The maids made another round with the wine bottle, and then lifted the lids from the plates. Steam roiled off a bowls of white rice, a baked duck, fresh broccoli, clam and seaweed soup, pork pies, fried potatoes, and creamy spinach. Natalie wanted to stab her fork into everything, not realizing until now how empty her stomach felt. Everything smelled delicious.

Colette sliced off a generous portion of duck for herself. The center piece revolved around the table, and when it was Piper's turn, the lord watched, trying not to look like he had just witnessed a rat scampering across the dinner table. Natalie was perhaps the only person who noticed. Not even Piper bothered looking up from her plate of food.

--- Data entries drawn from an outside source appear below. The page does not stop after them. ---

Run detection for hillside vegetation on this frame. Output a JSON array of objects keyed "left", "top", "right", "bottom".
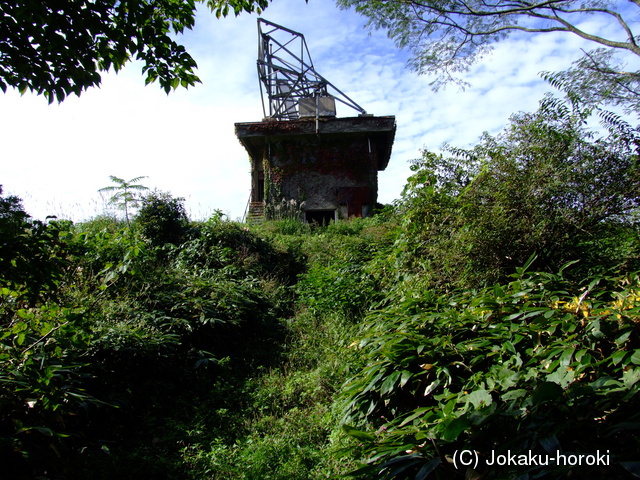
[{"left": 2, "top": 97, "right": 640, "bottom": 479}]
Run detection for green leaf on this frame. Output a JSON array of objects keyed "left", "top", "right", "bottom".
[
  {"left": 623, "top": 368, "right": 640, "bottom": 388},
  {"left": 501, "top": 389, "right": 527, "bottom": 401},
  {"left": 559, "top": 346, "right": 574, "bottom": 367},
  {"left": 442, "top": 416, "right": 470, "bottom": 442},
  {"left": 381, "top": 370, "right": 401, "bottom": 395},
  {"left": 17, "top": 426, "right": 69, "bottom": 438},
  {"left": 466, "top": 388, "right": 492, "bottom": 409},
  {"left": 342, "top": 424, "right": 375, "bottom": 442},
  {"left": 546, "top": 368, "right": 574, "bottom": 388},
  {"left": 399, "top": 369, "right": 413, "bottom": 388},
  {"left": 616, "top": 331, "right": 632, "bottom": 345},
  {"left": 399, "top": 407, "right": 431, "bottom": 427},
  {"left": 574, "top": 348, "right": 588, "bottom": 362},
  {"left": 39, "top": 323, "right": 53, "bottom": 336},
  {"left": 612, "top": 350, "right": 628, "bottom": 365},
  {"left": 424, "top": 379, "right": 440, "bottom": 396},
  {"left": 416, "top": 458, "right": 441, "bottom": 480},
  {"left": 503, "top": 340, "right": 516, "bottom": 353}
]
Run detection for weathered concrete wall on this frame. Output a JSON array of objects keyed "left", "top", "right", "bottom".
[
  {"left": 267, "top": 135, "right": 378, "bottom": 216},
  {"left": 235, "top": 116, "right": 396, "bottom": 220}
]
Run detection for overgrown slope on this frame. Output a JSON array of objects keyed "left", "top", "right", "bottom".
[{"left": 2, "top": 96, "right": 640, "bottom": 479}]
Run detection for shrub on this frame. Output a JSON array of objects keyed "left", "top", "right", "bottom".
[
  {"left": 0, "top": 188, "right": 73, "bottom": 303},
  {"left": 339, "top": 263, "right": 640, "bottom": 479},
  {"left": 397, "top": 96, "right": 640, "bottom": 288},
  {"left": 177, "top": 218, "right": 303, "bottom": 285},
  {"left": 135, "top": 190, "right": 189, "bottom": 246}
]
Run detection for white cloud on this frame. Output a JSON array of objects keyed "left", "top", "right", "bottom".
[{"left": 0, "top": 0, "right": 631, "bottom": 221}]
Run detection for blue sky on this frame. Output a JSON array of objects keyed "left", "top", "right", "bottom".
[{"left": 0, "top": 0, "right": 633, "bottom": 221}]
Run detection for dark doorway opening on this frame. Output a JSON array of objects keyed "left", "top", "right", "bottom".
[
  {"left": 256, "top": 176, "right": 265, "bottom": 202},
  {"left": 305, "top": 210, "right": 335, "bottom": 225}
]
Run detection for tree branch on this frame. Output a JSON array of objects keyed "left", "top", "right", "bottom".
[
  {"left": 526, "top": 9, "right": 640, "bottom": 55},
  {"left": 343, "top": 0, "right": 640, "bottom": 102},
  {"left": 403, "top": 0, "right": 640, "bottom": 56},
  {"left": 582, "top": 49, "right": 640, "bottom": 99}
]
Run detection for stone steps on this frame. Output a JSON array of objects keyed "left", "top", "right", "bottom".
[{"left": 246, "top": 202, "right": 265, "bottom": 225}]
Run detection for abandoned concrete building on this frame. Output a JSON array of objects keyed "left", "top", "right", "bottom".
[{"left": 235, "top": 19, "right": 396, "bottom": 224}]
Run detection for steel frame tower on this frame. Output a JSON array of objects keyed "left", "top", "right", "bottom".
[{"left": 257, "top": 18, "right": 366, "bottom": 121}]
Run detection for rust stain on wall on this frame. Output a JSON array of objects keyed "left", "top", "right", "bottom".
[{"left": 236, "top": 115, "right": 396, "bottom": 223}]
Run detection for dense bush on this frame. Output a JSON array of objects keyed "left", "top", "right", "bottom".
[
  {"left": 0, "top": 187, "right": 73, "bottom": 303},
  {"left": 339, "top": 264, "right": 640, "bottom": 479},
  {"left": 2, "top": 94, "right": 639, "bottom": 480},
  {"left": 397, "top": 97, "right": 640, "bottom": 288},
  {"left": 330, "top": 98, "right": 640, "bottom": 479},
  {"left": 135, "top": 190, "right": 190, "bottom": 246},
  {"left": 0, "top": 189, "right": 102, "bottom": 476},
  {"left": 177, "top": 217, "right": 304, "bottom": 286},
  {"left": 0, "top": 200, "right": 307, "bottom": 478}
]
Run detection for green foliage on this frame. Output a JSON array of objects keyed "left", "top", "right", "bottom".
[
  {"left": 289, "top": 217, "right": 397, "bottom": 320},
  {"left": 397, "top": 96, "right": 640, "bottom": 288},
  {"left": 177, "top": 217, "right": 303, "bottom": 285},
  {"left": 339, "top": 265, "right": 640, "bottom": 478},
  {"left": 0, "top": 199, "right": 312, "bottom": 478},
  {"left": 181, "top": 368, "right": 336, "bottom": 480},
  {"left": 295, "top": 252, "right": 379, "bottom": 319},
  {"left": 0, "top": 187, "right": 74, "bottom": 304},
  {"left": 167, "top": 218, "right": 398, "bottom": 479},
  {"left": 337, "top": 0, "right": 640, "bottom": 104},
  {"left": 99, "top": 175, "right": 149, "bottom": 225},
  {"left": 0, "top": 295, "right": 98, "bottom": 475},
  {"left": 258, "top": 217, "right": 313, "bottom": 236},
  {"left": 0, "top": 191, "right": 104, "bottom": 474},
  {"left": 296, "top": 237, "right": 380, "bottom": 320},
  {"left": 1, "top": 88, "right": 639, "bottom": 479},
  {"left": 135, "top": 190, "right": 190, "bottom": 246},
  {"left": 0, "top": 0, "right": 270, "bottom": 102},
  {"left": 541, "top": 48, "right": 640, "bottom": 114}
]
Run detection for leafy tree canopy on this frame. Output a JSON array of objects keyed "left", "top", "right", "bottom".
[
  {"left": 337, "top": 0, "right": 640, "bottom": 111},
  {"left": 397, "top": 95, "right": 640, "bottom": 287},
  {"left": 0, "top": 0, "right": 269, "bottom": 103},
  {"left": 543, "top": 47, "right": 640, "bottom": 115}
]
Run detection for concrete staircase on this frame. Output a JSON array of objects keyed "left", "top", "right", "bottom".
[{"left": 246, "top": 202, "right": 265, "bottom": 225}]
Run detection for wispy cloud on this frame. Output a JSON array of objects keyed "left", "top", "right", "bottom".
[{"left": 0, "top": 0, "right": 624, "bottom": 220}]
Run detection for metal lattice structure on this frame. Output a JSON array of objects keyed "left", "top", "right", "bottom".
[{"left": 257, "top": 18, "right": 366, "bottom": 121}]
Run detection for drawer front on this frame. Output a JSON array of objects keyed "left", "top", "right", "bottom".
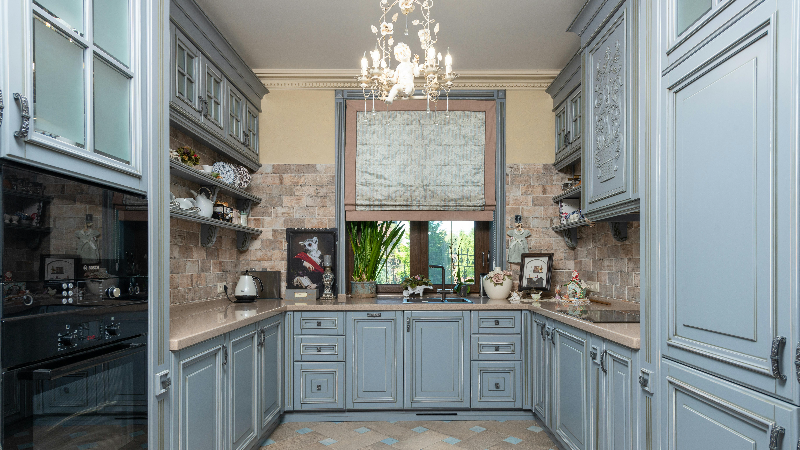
[
  {"left": 293, "top": 336, "right": 345, "bottom": 362},
  {"left": 293, "top": 362, "right": 345, "bottom": 410},
  {"left": 471, "top": 311, "right": 521, "bottom": 334},
  {"left": 471, "top": 334, "right": 522, "bottom": 360},
  {"left": 471, "top": 361, "right": 523, "bottom": 409},
  {"left": 295, "top": 312, "right": 345, "bottom": 335}
]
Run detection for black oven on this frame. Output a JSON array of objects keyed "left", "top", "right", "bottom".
[{"left": 1, "top": 163, "right": 148, "bottom": 449}]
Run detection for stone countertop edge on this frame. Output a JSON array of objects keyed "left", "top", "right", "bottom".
[{"left": 170, "top": 297, "right": 640, "bottom": 351}]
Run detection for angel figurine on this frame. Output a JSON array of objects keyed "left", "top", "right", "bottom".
[{"left": 385, "top": 43, "right": 420, "bottom": 104}]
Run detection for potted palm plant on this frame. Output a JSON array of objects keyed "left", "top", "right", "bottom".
[{"left": 348, "top": 221, "right": 406, "bottom": 298}]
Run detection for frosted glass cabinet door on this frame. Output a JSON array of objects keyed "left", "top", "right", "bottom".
[{"left": 94, "top": 57, "right": 131, "bottom": 164}]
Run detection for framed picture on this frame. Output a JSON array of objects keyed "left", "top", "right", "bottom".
[
  {"left": 286, "top": 228, "right": 337, "bottom": 297},
  {"left": 520, "top": 253, "right": 553, "bottom": 291},
  {"left": 40, "top": 255, "right": 80, "bottom": 281}
]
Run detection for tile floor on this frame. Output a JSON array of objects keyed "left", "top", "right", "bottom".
[{"left": 259, "top": 420, "right": 558, "bottom": 449}]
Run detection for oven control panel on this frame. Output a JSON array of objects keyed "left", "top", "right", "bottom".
[{"left": 56, "top": 319, "right": 128, "bottom": 351}]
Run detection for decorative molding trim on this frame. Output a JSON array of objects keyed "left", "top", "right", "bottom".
[{"left": 255, "top": 69, "right": 560, "bottom": 90}]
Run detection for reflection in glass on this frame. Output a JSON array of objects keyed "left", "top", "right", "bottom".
[
  {"left": 176, "top": 44, "right": 195, "bottom": 102},
  {"left": 35, "top": 0, "right": 84, "bottom": 35},
  {"left": 93, "top": 0, "right": 130, "bottom": 66},
  {"left": 229, "top": 91, "right": 242, "bottom": 138},
  {"left": 33, "top": 17, "right": 85, "bottom": 147},
  {"left": 94, "top": 57, "right": 131, "bottom": 163},
  {"left": 571, "top": 94, "right": 581, "bottom": 139},
  {"left": 206, "top": 69, "right": 222, "bottom": 122},
  {"left": 677, "top": 0, "right": 712, "bottom": 35}
]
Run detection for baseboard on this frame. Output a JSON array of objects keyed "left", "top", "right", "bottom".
[{"left": 280, "top": 409, "right": 536, "bottom": 423}]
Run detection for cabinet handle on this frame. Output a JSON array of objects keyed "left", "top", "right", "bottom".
[
  {"left": 198, "top": 96, "right": 209, "bottom": 117},
  {"left": 243, "top": 133, "right": 251, "bottom": 147},
  {"left": 495, "top": 382, "right": 500, "bottom": 389},
  {"left": 589, "top": 349, "right": 597, "bottom": 360},
  {"left": 316, "top": 321, "right": 322, "bottom": 327},
  {"left": 770, "top": 336, "right": 786, "bottom": 381},
  {"left": 768, "top": 423, "right": 784, "bottom": 450},
  {"left": 257, "top": 329, "right": 265, "bottom": 347},
  {"left": 494, "top": 319, "right": 500, "bottom": 326},
  {"left": 222, "top": 345, "right": 228, "bottom": 366},
  {"left": 600, "top": 350, "right": 607, "bottom": 374},
  {"left": 495, "top": 346, "right": 500, "bottom": 352},
  {"left": 0, "top": 89, "right": 4, "bottom": 127},
  {"left": 638, "top": 374, "right": 648, "bottom": 388},
  {"left": 13, "top": 93, "right": 30, "bottom": 138},
  {"left": 794, "top": 343, "right": 799, "bottom": 384},
  {"left": 549, "top": 328, "right": 555, "bottom": 345},
  {"left": 316, "top": 347, "right": 322, "bottom": 353},
  {"left": 406, "top": 317, "right": 410, "bottom": 332}
]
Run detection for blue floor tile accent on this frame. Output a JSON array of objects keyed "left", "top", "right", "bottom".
[
  {"left": 381, "top": 438, "right": 399, "bottom": 445},
  {"left": 469, "top": 426, "right": 486, "bottom": 433},
  {"left": 261, "top": 438, "right": 276, "bottom": 446},
  {"left": 498, "top": 420, "right": 507, "bottom": 423},
  {"left": 441, "top": 420, "right": 452, "bottom": 423},
  {"left": 354, "top": 427, "right": 371, "bottom": 434},
  {"left": 442, "top": 437, "right": 461, "bottom": 444},
  {"left": 296, "top": 427, "right": 313, "bottom": 435},
  {"left": 388, "top": 420, "right": 398, "bottom": 424},
  {"left": 504, "top": 436, "right": 523, "bottom": 445},
  {"left": 527, "top": 425, "right": 543, "bottom": 433},
  {"left": 411, "top": 426, "right": 429, "bottom": 433},
  {"left": 319, "top": 438, "right": 337, "bottom": 446}
]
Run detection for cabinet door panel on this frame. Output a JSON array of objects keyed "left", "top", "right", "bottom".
[
  {"left": 553, "top": 327, "right": 589, "bottom": 450},
  {"left": 662, "top": 1, "right": 798, "bottom": 403},
  {"left": 176, "top": 338, "right": 224, "bottom": 450},
  {"left": 295, "top": 312, "right": 345, "bottom": 335},
  {"left": 293, "top": 362, "right": 345, "bottom": 410},
  {"left": 405, "top": 311, "right": 469, "bottom": 408},
  {"left": 602, "top": 343, "right": 634, "bottom": 450},
  {"left": 347, "top": 312, "right": 402, "bottom": 409},
  {"left": 471, "top": 361, "right": 522, "bottom": 409},
  {"left": 294, "top": 335, "right": 345, "bottom": 362},
  {"left": 228, "top": 326, "right": 258, "bottom": 450},
  {"left": 472, "top": 311, "right": 521, "bottom": 334},
  {"left": 532, "top": 318, "right": 550, "bottom": 425},
  {"left": 259, "top": 317, "right": 282, "bottom": 435},
  {"left": 171, "top": 26, "right": 201, "bottom": 122}
]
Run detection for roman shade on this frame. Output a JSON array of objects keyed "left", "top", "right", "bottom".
[{"left": 345, "top": 99, "right": 496, "bottom": 221}]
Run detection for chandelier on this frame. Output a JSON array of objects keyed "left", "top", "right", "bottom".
[{"left": 357, "top": 0, "right": 457, "bottom": 112}]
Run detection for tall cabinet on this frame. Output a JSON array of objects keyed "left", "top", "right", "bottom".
[{"left": 650, "top": 0, "right": 800, "bottom": 448}]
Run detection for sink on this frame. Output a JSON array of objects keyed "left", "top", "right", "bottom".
[
  {"left": 576, "top": 309, "right": 640, "bottom": 323},
  {"left": 402, "top": 297, "right": 473, "bottom": 303}
]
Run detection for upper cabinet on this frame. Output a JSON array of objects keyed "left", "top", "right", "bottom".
[
  {"left": 0, "top": 0, "right": 153, "bottom": 193},
  {"left": 169, "top": 0, "right": 268, "bottom": 172},
  {"left": 569, "top": 0, "right": 640, "bottom": 221},
  {"left": 547, "top": 52, "right": 582, "bottom": 171}
]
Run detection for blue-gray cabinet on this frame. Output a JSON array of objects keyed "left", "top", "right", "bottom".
[
  {"left": 590, "top": 335, "right": 635, "bottom": 450},
  {"left": 227, "top": 324, "right": 259, "bottom": 450},
  {"left": 291, "top": 312, "right": 346, "bottom": 411},
  {"left": 293, "top": 362, "right": 345, "bottom": 410},
  {"left": 404, "top": 311, "right": 470, "bottom": 409},
  {"left": 547, "top": 52, "right": 583, "bottom": 170},
  {"left": 174, "top": 335, "right": 226, "bottom": 450},
  {"left": 471, "top": 361, "right": 522, "bottom": 409},
  {"left": 346, "top": 311, "right": 403, "bottom": 410},
  {"left": 532, "top": 317, "right": 551, "bottom": 425},
  {"left": 552, "top": 325, "right": 590, "bottom": 450},
  {"left": 258, "top": 316, "right": 283, "bottom": 434}
]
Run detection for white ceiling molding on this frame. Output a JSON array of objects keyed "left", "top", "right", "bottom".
[{"left": 255, "top": 69, "right": 560, "bottom": 91}]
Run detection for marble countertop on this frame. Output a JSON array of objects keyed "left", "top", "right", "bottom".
[{"left": 170, "top": 295, "right": 641, "bottom": 351}]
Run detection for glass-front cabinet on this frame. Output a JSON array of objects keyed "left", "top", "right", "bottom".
[{"left": 1, "top": 0, "right": 145, "bottom": 192}]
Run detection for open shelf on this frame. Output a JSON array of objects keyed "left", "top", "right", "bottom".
[
  {"left": 551, "top": 218, "right": 591, "bottom": 232},
  {"left": 3, "top": 190, "right": 53, "bottom": 202},
  {"left": 552, "top": 185, "right": 582, "bottom": 203},
  {"left": 170, "top": 208, "right": 262, "bottom": 250},
  {"left": 169, "top": 159, "right": 261, "bottom": 204}
]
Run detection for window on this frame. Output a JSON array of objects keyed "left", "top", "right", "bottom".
[
  {"left": 229, "top": 89, "right": 242, "bottom": 141},
  {"left": 349, "top": 221, "right": 492, "bottom": 293},
  {"left": 175, "top": 41, "right": 196, "bottom": 105},
  {"left": 32, "top": 0, "right": 134, "bottom": 165},
  {"left": 205, "top": 65, "right": 223, "bottom": 125}
]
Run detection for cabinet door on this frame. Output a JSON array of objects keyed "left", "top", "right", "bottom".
[
  {"left": 171, "top": 26, "right": 202, "bottom": 122},
  {"left": 600, "top": 342, "right": 634, "bottom": 450},
  {"left": 244, "top": 102, "right": 259, "bottom": 157},
  {"left": 552, "top": 326, "right": 589, "bottom": 450},
  {"left": 660, "top": 0, "right": 799, "bottom": 404},
  {"left": 175, "top": 336, "right": 225, "bottom": 450},
  {"left": 293, "top": 362, "right": 345, "bottom": 410},
  {"left": 227, "top": 325, "right": 258, "bottom": 450},
  {"left": 405, "top": 311, "right": 470, "bottom": 409},
  {"left": 259, "top": 316, "right": 282, "bottom": 435},
  {"left": 201, "top": 59, "right": 225, "bottom": 134},
  {"left": 347, "top": 311, "right": 403, "bottom": 409},
  {"left": 532, "top": 318, "right": 550, "bottom": 425},
  {"left": 471, "top": 361, "right": 523, "bottom": 409},
  {"left": 567, "top": 89, "right": 582, "bottom": 150},
  {"left": 663, "top": 359, "right": 799, "bottom": 450}
]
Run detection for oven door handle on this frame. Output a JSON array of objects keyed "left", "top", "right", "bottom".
[{"left": 27, "top": 343, "right": 145, "bottom": 381}]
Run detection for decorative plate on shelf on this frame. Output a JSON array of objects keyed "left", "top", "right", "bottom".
[
  {"left": 212, "top": 162, "right": 236, "bottom": 185},
  {"left": 235, "top": 165, "right": 251, "bottom": 189}
]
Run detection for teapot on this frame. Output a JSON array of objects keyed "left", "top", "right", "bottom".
[
  {"left": 234, "top": 270, "right": 263, "bottom": 302},
  {"left": 189, "top": 187, "right": 214, "bottom": 218}
]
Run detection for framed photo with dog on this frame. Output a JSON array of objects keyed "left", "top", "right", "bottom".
[
  {"left": 286, "top": 228, "right": 337, "bottom": 298},
  {"left": 519, "top": 253, "right": 553, "bottom": 291}
]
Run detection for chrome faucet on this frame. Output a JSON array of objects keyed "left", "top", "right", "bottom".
[{"left": 429, "top": 265, "right": 450, "bottom": 302}]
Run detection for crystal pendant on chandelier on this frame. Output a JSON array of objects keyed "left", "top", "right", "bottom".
[{"left": 357, "top": 0, "right": 458, "bottom": 111}]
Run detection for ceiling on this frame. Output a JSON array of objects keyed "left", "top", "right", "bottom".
[{"left": 193, "top": 0, "right": 586, "bottom": 72}]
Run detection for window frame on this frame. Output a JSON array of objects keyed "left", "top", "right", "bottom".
[{"left": 26, "top": 0, "right": 141, "bottom": 176}]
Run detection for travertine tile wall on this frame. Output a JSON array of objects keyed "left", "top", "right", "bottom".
[{"left": 505, "top": 163, "right": 640, "bottom": 302}]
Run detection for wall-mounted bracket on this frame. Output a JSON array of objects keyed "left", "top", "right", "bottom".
[
  {"left": 610, "top": 222, "right": 628, "bottom": 242},
  {"left": 562, "top": 228, "right": 578, "bottom": 249},
  {"left": 200, "top": 224, "right": 218, "bottom": 247},
  {"left": 236, "top": 198, "right": 253, "bottom": 216},
  {"left": 236, "top": 231, "right": 253, "bottom": 251}
]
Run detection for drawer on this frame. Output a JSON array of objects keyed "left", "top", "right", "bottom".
[
  {"left": 470, "top": 334, "right": 522, "bottom": 360},
  {"left": 294, "top": 312, "right": 345, "bottom": 335},
  {"left": 294, "top": 335, "right": 345, "bottom": 361},
  {"left": 471, "top": 361, "right": 522, "bottom": 409},
  {"left": 293, "top": 362, "right": 345, "bottom": 410},
  {"left": 471, "top": 311, "right": 521, "bottom": 334}
]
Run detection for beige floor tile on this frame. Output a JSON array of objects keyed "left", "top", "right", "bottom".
[
  {"left": 362, "top": 421, "right": 423, "bottom": 441},
  {"left": 391, "top": 430, "right": 451, "bottom": 450},
  {"left": 261, "top": 431, "right": 328, "bottom": 450},
  {"left": 455, "top": 430, "right": 508, "bottom": 450},
  {"left": 423, "top": 441, "right": 466, "bottom": 450},
  {"left": 325, "top": 430, "right": 390, "bottom": 450}
]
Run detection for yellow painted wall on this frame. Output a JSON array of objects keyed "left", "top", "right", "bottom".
[
  {"left": 260, "top": 90, "right": 335, "bottom": 164},
  {"left": 258, "top": 89, "right": 554, "bottom": 165},
  {"left": 506, "top": 90, "right": 555, "bottom": 164}
]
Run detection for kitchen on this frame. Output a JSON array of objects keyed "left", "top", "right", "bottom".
[{"left": 0, "top": 0, "right": 798, "bottom": 449}]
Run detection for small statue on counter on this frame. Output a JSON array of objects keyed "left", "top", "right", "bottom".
[{"left": 564, "top": 270, "right": 588, "bottom": 300}]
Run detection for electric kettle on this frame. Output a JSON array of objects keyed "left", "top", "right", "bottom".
[{"left": 234, "top": 270, "right": 263, "bottom": 302}]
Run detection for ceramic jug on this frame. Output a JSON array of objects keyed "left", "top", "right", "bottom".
[{"left": 189, "top": 187, "right": 214, "bottom": 218}]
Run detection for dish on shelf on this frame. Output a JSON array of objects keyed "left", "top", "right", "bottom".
[
  {"left": 212, "top": 162, "right": 236, "bottom": 185},
  {"left": 235, "top": 165, "right": 251, "bottom": 189}
]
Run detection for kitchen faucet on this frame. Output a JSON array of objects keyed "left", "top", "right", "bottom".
[{"left": 429, "top": 265, "right": 451, "bottom": 302}]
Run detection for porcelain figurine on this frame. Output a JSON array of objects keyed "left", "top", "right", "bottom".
[
  {"left": 385, "top": 43, "right": 420, "bottom": 104},
  {"left": 507, "top": 222, "right": 531, "bottom": 263}
]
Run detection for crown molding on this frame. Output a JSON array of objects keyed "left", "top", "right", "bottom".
[{"left": 254, "top": 69, "right": 560, "bottom": 91}]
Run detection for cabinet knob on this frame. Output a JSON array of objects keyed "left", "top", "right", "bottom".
[
  {"left": 495, "top": 346, "right": 500, "bottom": 352},
  {"left": 316, "top": 321, "right": 321, "bottom": 327},
  {"left": 316, "top": 347, "right": 322, "bottom": 353},
  {"left": 494, "top": 320, "right": 500, "bottom": 326},
  {"left": 316, "top": 384, "right": 322, "bottom": 391},
  {"left": 495, "top": 383, "right": 500, "bottom": 390}
]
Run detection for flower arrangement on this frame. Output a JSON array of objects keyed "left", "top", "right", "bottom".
[
  {"left": 401, "top": 274, "right": 431, "bottom": 290},
  {"left": 485, "top": 267, "right": 513, "bottom": 286},
  {"left": 176, "top": 146, "right": 199, "bottom": 166}
]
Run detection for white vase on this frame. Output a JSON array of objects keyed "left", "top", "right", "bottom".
[{"left": 483, "top": 276, "right": 513, "bottom": 300}]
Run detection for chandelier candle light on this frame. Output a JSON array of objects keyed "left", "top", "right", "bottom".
[{"left": 358, "top": 0, "right": 458, "bottom": 113}]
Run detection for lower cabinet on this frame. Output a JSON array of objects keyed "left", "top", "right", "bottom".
[
  {"left": 347, "top": 311, "right": 403, "bottom": 409},
  {"left": 552, "top": 325, "right": 590, "bottom": 450},
  {"left": 404, "top": 311, "right": 470, "bottom": 409},
  {"left": 532, "top": 317, "right": 551, "bottom": 426},
  {"left": 596, "top": 340, "right": 634, "bottom": 450},
  {"left": 293, "top": 362, "right": 345, "bottom": 410},
  {"left": 172, "top": 315, "right": 284, "bottom": 450},
  {"left": 471, "top": 361, "right": 522, "bottom": 409}
]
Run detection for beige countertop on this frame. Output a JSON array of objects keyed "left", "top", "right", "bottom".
[{"left": 170, "top": 295, "right": 640, "bottom": 351}]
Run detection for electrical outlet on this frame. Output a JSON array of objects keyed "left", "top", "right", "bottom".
[
  {"left": 586, "top": 281, "right": 600, "bottom": 292},
  {"left": 217, "top": 283, "right": 225, "bottom": 294}
]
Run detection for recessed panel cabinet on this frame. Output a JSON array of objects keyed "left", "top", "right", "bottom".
[{"left": 347, "top": 312, "right": 403, "bottom": 410}]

Once everyone's plate was full, they ate and chatted, ladies leaning toward Colette with Coldton's latest gossip, never taking their eyes from her hair, her face. The queen mind weaver pretended to listen, interested, but the true interest resided in the fried potatoes, which she took a third helping of. Natalie watched, amused. She did not know Colette could eat so much, would eat so much. She did not know why she never considered that the queen mind weaver ate, slept, and put on her clothes one piece at a time, just like Natalie. Colette was not a painting. She did not exist only to be beautiful, delicate, and impacting.

A maid wandered around the table, checking to see if anyone needed a new napkin or their goblet refilled. Piper, unnoticed by everyone at this point, nearly inhaled her second serving of wine, and watched a little impatiently as the maid poured her a third one.

Natalie shook her head, biting down a smile. The lord and lady turned toward the mind weaver at that moment, and she straightened in her seat. They asked her many questions about her job, which she answered as professionally as she could, Colette watching from a few chairs down, her eyes like rose quartz in the candelabra's bouncy light. Natalie was very much aware of Peter's stare as well. She felt it like feathers in her heart.